We advocate an expansive approach in which courses within a pathway will complement each other and expose students to different subfields.
- Health and the Body
- Native American and Indigenous Studies
- Evolutionary Anthropology
- Archaeology and Cultural Heritage
- Race, Inequality and Social Justice—The Americas
- Culture, Power, History—Europe and the Mediterranean
- Individually Designed Concentration
The list of courses in each concentration may change some according to the expertise of our faculty and new courses we create. Approach each list as a guide and talk with our Chief Undergraduate Advisor about how you can combine courses in a way that fits your interests and possible career path.
Students may also opt for the anthropology minor, which should reflect a focused area of study. Anthropology minor enables you to gain preparation and grounding in some particular facet of the discipline without fulfilling the full range of requirements of the major. Click here for more information.
Year One Explore the department!
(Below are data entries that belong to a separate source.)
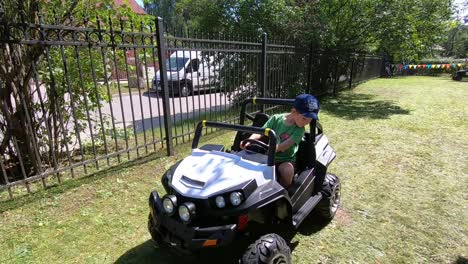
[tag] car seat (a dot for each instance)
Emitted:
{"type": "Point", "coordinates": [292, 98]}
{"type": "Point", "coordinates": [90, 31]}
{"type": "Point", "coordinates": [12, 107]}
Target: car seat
{"type": "Point", "coordinates": [258, 121]}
During your first year, you are encouraged to take your time. Get situated in the department. Attend anthro-club meetings and/or involve yourself in campus organizations. In the department, take introductory classes and maybe a topical course or two. If you have a clear idea of your academic and career goals, great! If not, that’s great too! But, you should begin to consider which areas of concentration you find the most appealing.
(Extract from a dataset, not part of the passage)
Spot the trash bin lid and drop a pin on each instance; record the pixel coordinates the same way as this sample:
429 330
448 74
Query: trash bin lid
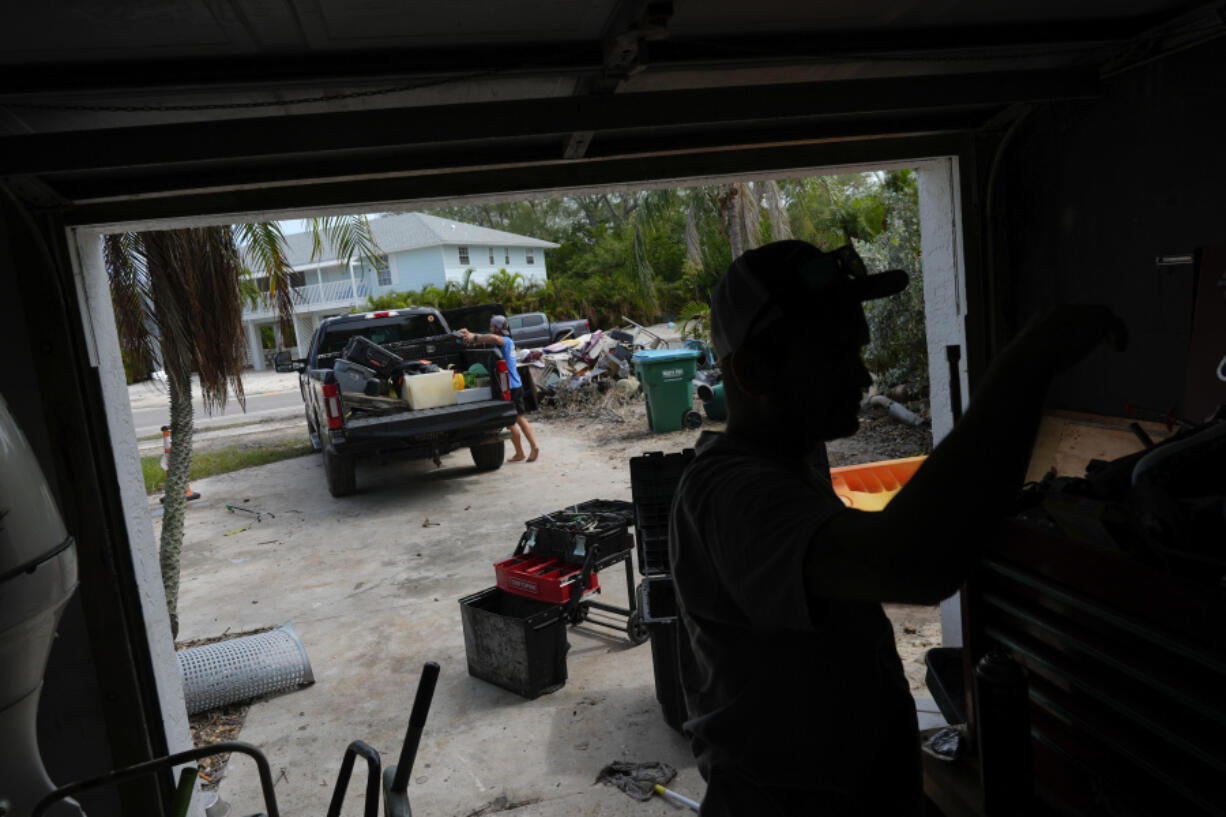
665 355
Year Two Find your focus! During your second year, ideally, you will develop your interests and goals in relation to a chosen concentration. Continue to take courses that interest you; in particular focus on topical courses at the 200 and 300 level. Reflect on how those courses connect and resonate with your interests. Begin to investigate potential internships, study abroad opportunities, field schools, and engaged programs.
Year Three Work towards your goals! Your third year is a time to hone your anthropological knowledge, develop your skills, and engage in the broader community and/or world. Take 300 level topical courses (and Anthro 364). Engage in a field school or a semester abroad. Participate in an internship or field school. Locate research opportunities.
Year Four Prepare for graduation! Your final year! Finish up any requirements. Be intentional and selective about your remaining courses. Engage in meaningful research and writing. Connect your work to the campus or community. Meet with career services and anthropology advisor to craft a post-graduation plan.